Mayor Holloway and Vice Mayor Cockrell both attended the meeting remotely, giving council a full complement of members for the special meeting and business session. Comments indicated that the absences were due to illness.

Drug court funding debate

In addition to back and forth with builders over issues surrounding the in-town permitting process and addressing these issues, and general dissatisfaction with the development of the Joint Tourism MOA, there have been internal discussions – verbal of course – on funding a $40,000 share of a $120,000 three-pronged grant (Town-County-Valley Health) to support the establishment of a local drug rehabilitation-focused court helping Opioid addicts, in particular, get out of the drug recidivism lifestyle.

This internal “Battle Royal” featured Scott Lloyd on the “not another well-intentioned government social safety net program draining hard-earned taxpayers’ money” on one side; and Letasha Thompson, Gary Gillespie, among others on the “we have a serious and too often fatal drug problem in this community that requires a unified response with a higher success rate than traditional court prosecution, sentencing, jail and prison (12% to 15%). The nearby Winchester/Frederick County drug court success rate of 37%, removed from the downward spiral of drug addiction, has been cited as a model for a local drug court that a joint city-county committee been studying for some time.

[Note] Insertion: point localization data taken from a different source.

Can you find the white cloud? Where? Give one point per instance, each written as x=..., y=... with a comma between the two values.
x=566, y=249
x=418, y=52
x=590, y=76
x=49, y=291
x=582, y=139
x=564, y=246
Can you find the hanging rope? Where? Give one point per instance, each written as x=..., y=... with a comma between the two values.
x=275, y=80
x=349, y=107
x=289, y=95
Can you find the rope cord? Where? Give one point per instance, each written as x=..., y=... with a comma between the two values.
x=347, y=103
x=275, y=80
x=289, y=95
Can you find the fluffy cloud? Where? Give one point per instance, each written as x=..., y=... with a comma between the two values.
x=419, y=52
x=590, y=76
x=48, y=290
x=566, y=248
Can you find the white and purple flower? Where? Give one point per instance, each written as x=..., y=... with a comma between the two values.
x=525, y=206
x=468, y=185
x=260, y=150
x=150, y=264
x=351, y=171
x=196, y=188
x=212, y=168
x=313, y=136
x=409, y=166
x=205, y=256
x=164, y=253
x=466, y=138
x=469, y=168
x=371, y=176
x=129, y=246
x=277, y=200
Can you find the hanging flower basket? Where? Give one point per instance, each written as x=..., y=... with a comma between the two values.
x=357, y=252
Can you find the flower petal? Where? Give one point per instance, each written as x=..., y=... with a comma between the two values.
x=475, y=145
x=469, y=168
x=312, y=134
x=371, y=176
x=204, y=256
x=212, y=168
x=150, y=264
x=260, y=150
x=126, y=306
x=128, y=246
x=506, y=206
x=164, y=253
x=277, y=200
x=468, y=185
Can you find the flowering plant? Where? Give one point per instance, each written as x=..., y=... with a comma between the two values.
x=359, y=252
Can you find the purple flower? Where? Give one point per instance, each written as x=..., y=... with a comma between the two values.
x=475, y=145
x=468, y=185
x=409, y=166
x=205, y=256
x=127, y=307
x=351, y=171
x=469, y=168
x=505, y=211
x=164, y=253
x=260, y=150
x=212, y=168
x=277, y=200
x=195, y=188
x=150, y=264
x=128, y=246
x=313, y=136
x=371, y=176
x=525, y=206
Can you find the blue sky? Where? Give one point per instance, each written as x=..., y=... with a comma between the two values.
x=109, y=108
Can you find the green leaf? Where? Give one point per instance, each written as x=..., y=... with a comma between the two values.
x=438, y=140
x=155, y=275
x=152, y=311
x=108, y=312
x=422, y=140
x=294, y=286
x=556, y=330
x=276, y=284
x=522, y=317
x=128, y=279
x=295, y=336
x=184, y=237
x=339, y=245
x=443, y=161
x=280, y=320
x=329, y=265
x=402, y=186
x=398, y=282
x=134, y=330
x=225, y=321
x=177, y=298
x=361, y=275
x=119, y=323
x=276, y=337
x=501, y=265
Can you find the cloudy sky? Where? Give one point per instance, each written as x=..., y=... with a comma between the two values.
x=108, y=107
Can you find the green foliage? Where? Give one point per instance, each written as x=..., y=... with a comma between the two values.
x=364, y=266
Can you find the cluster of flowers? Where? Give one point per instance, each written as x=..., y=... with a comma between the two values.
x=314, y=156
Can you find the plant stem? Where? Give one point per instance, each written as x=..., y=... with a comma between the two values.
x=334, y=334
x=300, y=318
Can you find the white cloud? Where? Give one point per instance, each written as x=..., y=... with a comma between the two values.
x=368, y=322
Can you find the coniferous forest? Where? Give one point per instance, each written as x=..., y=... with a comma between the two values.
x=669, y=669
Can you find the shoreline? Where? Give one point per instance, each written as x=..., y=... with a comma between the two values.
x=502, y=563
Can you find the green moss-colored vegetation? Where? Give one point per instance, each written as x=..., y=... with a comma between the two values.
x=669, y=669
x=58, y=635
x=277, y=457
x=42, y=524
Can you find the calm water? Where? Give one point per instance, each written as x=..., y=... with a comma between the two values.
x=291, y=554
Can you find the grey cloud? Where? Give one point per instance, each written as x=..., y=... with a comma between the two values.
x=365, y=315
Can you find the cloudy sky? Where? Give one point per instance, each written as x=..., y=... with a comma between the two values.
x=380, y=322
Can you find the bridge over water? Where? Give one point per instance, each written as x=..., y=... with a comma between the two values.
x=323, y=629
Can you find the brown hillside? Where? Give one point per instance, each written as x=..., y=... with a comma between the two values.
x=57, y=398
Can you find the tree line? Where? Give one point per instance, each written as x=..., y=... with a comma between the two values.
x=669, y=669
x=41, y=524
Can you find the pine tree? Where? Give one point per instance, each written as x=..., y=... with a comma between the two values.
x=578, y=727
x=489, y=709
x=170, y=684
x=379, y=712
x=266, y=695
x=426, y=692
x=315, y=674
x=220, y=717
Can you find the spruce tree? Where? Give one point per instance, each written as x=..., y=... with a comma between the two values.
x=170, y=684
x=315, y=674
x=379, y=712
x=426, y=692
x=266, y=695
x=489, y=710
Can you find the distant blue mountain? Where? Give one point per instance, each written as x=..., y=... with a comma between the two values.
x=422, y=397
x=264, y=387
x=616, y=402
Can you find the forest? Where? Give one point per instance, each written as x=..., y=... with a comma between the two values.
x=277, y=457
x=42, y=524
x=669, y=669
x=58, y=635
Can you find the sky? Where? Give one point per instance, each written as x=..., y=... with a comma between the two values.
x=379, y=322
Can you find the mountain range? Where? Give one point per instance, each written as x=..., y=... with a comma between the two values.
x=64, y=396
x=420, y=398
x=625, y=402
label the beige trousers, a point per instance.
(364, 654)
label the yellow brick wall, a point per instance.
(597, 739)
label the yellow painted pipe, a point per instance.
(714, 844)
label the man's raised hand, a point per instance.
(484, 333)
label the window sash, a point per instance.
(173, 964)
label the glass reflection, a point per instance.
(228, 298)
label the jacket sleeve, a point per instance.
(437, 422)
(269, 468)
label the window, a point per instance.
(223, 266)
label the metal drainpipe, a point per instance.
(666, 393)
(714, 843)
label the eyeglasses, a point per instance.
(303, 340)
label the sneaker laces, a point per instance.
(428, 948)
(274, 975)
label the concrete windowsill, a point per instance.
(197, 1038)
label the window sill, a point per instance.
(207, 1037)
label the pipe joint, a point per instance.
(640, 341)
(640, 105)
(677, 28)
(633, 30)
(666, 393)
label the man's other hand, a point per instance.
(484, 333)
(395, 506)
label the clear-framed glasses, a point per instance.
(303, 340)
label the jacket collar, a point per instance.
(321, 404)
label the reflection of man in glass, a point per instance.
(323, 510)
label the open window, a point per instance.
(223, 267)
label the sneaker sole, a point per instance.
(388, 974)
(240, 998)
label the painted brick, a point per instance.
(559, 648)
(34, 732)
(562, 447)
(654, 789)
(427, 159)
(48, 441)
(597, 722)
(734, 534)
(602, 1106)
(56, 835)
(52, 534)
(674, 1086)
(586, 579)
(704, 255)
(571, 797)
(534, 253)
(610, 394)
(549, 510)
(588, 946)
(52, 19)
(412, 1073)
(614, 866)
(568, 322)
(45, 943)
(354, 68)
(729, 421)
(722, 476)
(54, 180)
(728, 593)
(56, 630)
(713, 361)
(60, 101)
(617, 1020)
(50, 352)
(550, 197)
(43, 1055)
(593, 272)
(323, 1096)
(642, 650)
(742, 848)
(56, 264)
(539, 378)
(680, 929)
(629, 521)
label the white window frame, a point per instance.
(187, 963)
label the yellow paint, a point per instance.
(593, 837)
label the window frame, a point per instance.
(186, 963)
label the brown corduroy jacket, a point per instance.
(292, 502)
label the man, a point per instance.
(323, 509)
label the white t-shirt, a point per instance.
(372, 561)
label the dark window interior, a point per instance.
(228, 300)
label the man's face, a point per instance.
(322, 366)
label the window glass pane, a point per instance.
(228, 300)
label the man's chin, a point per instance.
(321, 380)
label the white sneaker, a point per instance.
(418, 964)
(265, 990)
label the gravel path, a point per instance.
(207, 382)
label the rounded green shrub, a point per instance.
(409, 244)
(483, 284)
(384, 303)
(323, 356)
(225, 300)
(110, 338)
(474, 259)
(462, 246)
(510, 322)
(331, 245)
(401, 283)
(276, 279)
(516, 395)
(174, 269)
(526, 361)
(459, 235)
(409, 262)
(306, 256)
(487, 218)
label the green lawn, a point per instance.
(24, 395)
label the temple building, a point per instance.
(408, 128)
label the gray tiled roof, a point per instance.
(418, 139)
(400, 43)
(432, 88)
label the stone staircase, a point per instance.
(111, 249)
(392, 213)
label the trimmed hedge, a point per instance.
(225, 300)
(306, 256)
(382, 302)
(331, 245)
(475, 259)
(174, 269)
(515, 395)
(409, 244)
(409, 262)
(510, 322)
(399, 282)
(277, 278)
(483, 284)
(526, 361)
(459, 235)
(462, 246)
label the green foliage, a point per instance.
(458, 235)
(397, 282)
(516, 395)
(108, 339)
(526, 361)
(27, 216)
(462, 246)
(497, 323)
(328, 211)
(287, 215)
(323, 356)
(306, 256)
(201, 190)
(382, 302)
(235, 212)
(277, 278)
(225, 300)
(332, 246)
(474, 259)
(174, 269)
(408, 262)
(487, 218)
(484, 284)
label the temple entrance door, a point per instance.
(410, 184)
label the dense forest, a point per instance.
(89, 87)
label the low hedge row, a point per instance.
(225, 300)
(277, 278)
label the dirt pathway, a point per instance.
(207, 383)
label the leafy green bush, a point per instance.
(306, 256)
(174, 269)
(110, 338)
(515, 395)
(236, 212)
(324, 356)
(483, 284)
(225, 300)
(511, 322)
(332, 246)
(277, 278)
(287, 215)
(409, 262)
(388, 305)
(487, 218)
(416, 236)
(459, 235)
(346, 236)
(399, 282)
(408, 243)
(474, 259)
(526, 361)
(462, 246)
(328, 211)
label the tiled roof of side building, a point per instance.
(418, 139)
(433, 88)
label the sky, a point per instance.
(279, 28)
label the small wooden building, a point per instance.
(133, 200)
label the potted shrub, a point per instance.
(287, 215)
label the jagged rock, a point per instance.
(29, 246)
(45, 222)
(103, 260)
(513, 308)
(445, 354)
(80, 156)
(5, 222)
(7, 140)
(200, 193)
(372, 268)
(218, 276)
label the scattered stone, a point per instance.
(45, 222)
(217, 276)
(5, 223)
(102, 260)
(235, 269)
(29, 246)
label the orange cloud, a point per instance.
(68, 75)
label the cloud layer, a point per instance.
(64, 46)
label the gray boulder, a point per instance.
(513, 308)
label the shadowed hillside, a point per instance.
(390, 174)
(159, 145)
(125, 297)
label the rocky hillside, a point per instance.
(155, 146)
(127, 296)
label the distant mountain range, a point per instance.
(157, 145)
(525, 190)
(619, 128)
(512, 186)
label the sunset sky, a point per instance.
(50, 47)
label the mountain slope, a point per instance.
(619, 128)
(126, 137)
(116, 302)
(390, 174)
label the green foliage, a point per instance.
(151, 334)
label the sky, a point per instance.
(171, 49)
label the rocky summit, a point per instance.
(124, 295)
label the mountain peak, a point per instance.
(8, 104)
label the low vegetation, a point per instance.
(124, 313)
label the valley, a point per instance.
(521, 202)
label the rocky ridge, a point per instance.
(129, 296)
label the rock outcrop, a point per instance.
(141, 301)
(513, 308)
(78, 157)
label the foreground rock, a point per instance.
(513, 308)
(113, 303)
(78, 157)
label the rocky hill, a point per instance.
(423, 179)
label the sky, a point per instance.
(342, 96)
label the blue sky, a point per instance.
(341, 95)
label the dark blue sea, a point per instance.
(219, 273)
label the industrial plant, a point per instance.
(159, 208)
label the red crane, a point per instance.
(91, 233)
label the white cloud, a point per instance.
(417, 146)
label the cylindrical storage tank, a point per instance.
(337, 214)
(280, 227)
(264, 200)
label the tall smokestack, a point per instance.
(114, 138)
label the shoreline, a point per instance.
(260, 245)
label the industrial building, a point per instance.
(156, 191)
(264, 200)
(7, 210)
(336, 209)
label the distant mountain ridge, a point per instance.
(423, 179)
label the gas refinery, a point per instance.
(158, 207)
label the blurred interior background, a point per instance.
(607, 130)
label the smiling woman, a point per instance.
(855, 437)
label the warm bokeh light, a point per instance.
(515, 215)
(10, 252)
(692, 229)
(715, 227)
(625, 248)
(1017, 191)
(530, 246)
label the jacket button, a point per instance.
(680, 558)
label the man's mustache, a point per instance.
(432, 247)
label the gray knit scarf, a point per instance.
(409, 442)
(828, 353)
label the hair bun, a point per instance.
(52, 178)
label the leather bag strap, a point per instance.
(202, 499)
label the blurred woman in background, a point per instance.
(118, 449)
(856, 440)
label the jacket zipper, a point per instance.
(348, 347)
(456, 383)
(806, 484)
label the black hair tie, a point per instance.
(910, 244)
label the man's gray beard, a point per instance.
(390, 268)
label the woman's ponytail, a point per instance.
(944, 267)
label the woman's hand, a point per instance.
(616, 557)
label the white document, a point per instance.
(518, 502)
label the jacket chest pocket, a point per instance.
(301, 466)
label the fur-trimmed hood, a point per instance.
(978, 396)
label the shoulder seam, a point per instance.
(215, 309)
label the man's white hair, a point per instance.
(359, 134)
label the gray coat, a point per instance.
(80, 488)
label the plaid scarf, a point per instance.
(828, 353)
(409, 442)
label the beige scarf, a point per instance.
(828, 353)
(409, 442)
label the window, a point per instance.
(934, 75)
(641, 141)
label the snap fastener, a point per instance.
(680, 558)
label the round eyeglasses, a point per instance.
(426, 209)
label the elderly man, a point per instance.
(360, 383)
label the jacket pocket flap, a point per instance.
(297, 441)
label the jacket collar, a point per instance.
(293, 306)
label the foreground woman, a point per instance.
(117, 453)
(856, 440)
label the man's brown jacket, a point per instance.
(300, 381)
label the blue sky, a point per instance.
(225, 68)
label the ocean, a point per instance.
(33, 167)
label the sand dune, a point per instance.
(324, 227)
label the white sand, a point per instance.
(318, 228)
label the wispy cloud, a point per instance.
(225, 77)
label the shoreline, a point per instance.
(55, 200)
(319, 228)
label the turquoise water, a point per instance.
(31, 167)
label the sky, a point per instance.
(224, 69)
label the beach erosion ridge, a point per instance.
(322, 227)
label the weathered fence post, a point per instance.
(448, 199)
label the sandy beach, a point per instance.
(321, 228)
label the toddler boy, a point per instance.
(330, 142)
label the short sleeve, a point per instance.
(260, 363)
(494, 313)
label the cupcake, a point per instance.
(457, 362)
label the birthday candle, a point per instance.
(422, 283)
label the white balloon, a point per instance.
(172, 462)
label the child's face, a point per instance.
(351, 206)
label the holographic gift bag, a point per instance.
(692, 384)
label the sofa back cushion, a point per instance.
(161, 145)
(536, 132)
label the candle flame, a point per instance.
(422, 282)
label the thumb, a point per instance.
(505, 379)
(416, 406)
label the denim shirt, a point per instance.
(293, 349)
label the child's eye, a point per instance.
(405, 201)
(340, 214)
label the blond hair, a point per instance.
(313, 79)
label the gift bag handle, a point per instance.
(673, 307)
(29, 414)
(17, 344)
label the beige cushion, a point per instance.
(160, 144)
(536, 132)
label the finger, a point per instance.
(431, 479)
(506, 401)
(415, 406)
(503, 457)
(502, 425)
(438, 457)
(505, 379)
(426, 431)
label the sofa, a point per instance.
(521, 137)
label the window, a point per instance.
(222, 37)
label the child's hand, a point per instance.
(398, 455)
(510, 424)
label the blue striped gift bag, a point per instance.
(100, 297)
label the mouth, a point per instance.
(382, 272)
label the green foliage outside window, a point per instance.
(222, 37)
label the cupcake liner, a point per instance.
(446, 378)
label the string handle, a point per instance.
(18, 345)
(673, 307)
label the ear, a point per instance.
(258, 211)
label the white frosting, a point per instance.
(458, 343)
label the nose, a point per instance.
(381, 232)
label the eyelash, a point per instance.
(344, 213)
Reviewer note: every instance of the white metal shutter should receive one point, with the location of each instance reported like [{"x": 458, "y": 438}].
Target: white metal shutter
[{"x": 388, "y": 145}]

Scott Lloyd, left foreground, opposes the city’s funding of one-third ($40,000) of the original drug court budget. FRPD leader Magalis, standing at the end of the table, told the council that the money would be well spent on tackling a serious drug problem within the city limits. Eventually, Lloyd softened his opposition.

In the end, even Lloyd seemed to pull himself together somewhat, calling his colleagues’ advocacy “well-researched” and the drug court program perhaps an exception to the kind of government-supervised social safety net programs that he started by vilifying.

See these and other discussions, including some proposed upward adjustments to the city’s sewer service rates, and the future of the city’s water service expansion in the County’s North Corridor, in the city video.

Special Meeting – March 14, 2022

Municipal council meeting – March 14, 2022

On that last note, it seemed that the resurrection of discussion of a city annexation of some county lands in the northern corridor of Route 340/522 might be on the horizon.